Show 11
Pure Matter
Jos van Merendonk
May 10 - September 13, 2014
Painting has always been very important for Jochen Kienzle. He has collected paintings from the time he first began to collect art, and the desire has been with him ever since. It is therefore only right and logical that this year’s spring show will once again feature painting in a solo venture: For his first solo exhibition in Berlin, the Kienzle Art Foundation will present works of the Dutchman Jos van Merendonk in its Charlottenburg space.
Art aficionado Jochen Kienzle treats the phenomenon of painting as a type of laboratory or think tank mirrored in theoretical reflections. If you consider the list of painters represented in the Kienzle universe and take note of such names as Klaus Merkel, Jonathan Lasker or Gary Stephan, then the present display by Jos van Merendonk is not really very far-fetched.

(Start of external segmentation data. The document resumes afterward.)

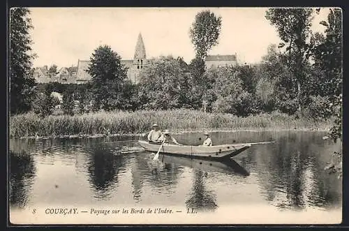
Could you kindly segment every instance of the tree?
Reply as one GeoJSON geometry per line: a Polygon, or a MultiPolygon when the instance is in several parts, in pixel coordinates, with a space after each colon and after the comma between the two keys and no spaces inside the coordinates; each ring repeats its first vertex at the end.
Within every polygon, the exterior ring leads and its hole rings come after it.
{"type": "Polygon", "coordinates": [[[199,109],[202,107],[202,97],[208,87],[207,76],[204,75],[205,61],[201,58],[195,57],[191,60],[188,68],[191,73],[189,85],[191,87],[188,96],[190,104],[193,108],[199,109]]]}
{"type": "Polygon", "coordinates": [[[10,9],[10,113],[25,112],[31,108],[35,98],[35,80],[33,77],[31,39],[33,28],[30,12],[26,8],[10,9]]]}
{"type": "Polygon", "coordinates": [[[327,22],[321,24],[326,27],[325,36],[318,45],[314,46],[313,54],[314,68],[320,70],[322,78],[320,91],[322,96],[329,97],[328,107],[335,121],[331,128],[334,140],[342,138],[342,85],[343,85],[343,45],[342,12],[339,8],[331,8],[327,22]]]}
{"type": "Polygon", "coordinates": [[[48,73],[52,75],[56,75],[57,73],[57,66],[55,64],[51,66],[48,69],[48,73]]]}
{"type": "Polygon", "coordinates": [[[177,61],[179,64],[179,66],[181,67],[181,72],[187,73],[189,71],[189,66],[186,63],[183,57],[178,57],[177,58],[177,61]]]}
{"type": "Polygon", "coordinates": [[[196,57],[205,59],[207,52],[218,44],[221,24],[222,17],[216,17],[209,10],[203,10],[196,15],[189,31],[196,57]]]}
{"type": "MultiPolygon", "coordinates": [[[[161,57],[143,69],[139,83],[139,98],[142,107],[172,109],[183,105],[180,94],[184,73],[177,60],[161,57]]],[[[183,93],[181,93],[183,94],[183,93]]]]}
{"type": "Polygon", "coordinates": [[[71,91],[66,91],[63,94],[63,113],[68,115],[74,115],[74,98],[71,91]]]}
{"type": "Polygon", "coordinates": [[[55,100],[52,93],[52,85],[46,85],[44,92],[38,92],[34,100],[33,108],[35,114],[44,118],[52,114],[55,105],[55,100]]]}
{"type": "Polygon", "coordinates": [[[283,43],[279,47],[286,46],[285,57],[288,68],[292,73],[292,81],[288,82],[295,89],[297,111],[302,112],[302,105],[305,96],[302,85],[306,81],[305,68],[310,48],[307,39],[311,35],[311,16],[310,8],[272,8],[267,11],[265,17],[274,25],[283,43]]]}
{"type": "Polygon", "coordinates": [[[92,77],[94,108],[110,111],[121,108],[122,83],[127,78],[127,69],[120,56],[107,45],[99,46],[90,58],[87,72],[92,77]]]}

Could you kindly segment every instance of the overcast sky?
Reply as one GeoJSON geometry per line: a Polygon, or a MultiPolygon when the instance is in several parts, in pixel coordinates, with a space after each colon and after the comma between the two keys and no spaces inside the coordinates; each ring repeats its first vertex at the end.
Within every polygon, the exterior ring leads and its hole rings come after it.
{"type": "MultiPolygon", "coordinates": [[[[31,8],[34,66],[53,64],[76,66],[88,60],[99,45],[108,45],[123,59],[132,59],[139,33],[147,57],[194,57],[189,27],[202,8],[31,8]]],[[[210,54],[237,53],[241,61],[255,63],[271,43],[279,44],[276,31],[265,19],[267,8],[210,8],[222,17],[219,43],[210,54]]],[[[314,18],[313,30],[323,31],[319,22],[328,10],[314,18]]]]}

Born in 1956 in the Netherlands, Merendonk lives in Amsterdam. He received his formal training in Rotterdam and for many years his paintings have been shown in innumerable international venues. One key to identifying his paintings is the fact that he always uses the same medium: chromium oxide green. This is the one and only material he applies, using the most diverse tools, including paintbrushes and –rollers, scratching tools or spray-cans. Very traditional, van Merendonk places the chromium oxide green on canvas mounted on stretchers. So far so traditional: A painter makes use of different utensils to apply paint to canvas. The painting process sometimes attains a sculptural appearance, since the medium is neither smooth nor liquid but rather “content-filled” – lending it a somewhat “physical” quality.
What the artist creates on the support surface is anything but ‘representational’ in the traditional sense of the word. Broadly speaking, this is abstract painting, leaving lines and circles, an occasional X and at times a Z. Upon closer inspection it looks like he goes through all the numerous ideas of Western abstraction, attempting to quote and repeat any number of “-isms” that have been in vogue since the inception of so-called modern art in the early 20th century.
This attitude contains – also or maybe especially because it is uttered without a word – a sphere of commentary. Among the plethora of possible associations are such qualifiers as authentic, true, important, valuable, masterful, excellent, solid. Or that which is marketable on a wicked art market. And despite all the silence, one cannot help but suspect that one of the intended associations might simply be – horribile dictum – that these tableaux possess certain decorative qualities. A memento mori for a change, in the present overstock of pictures.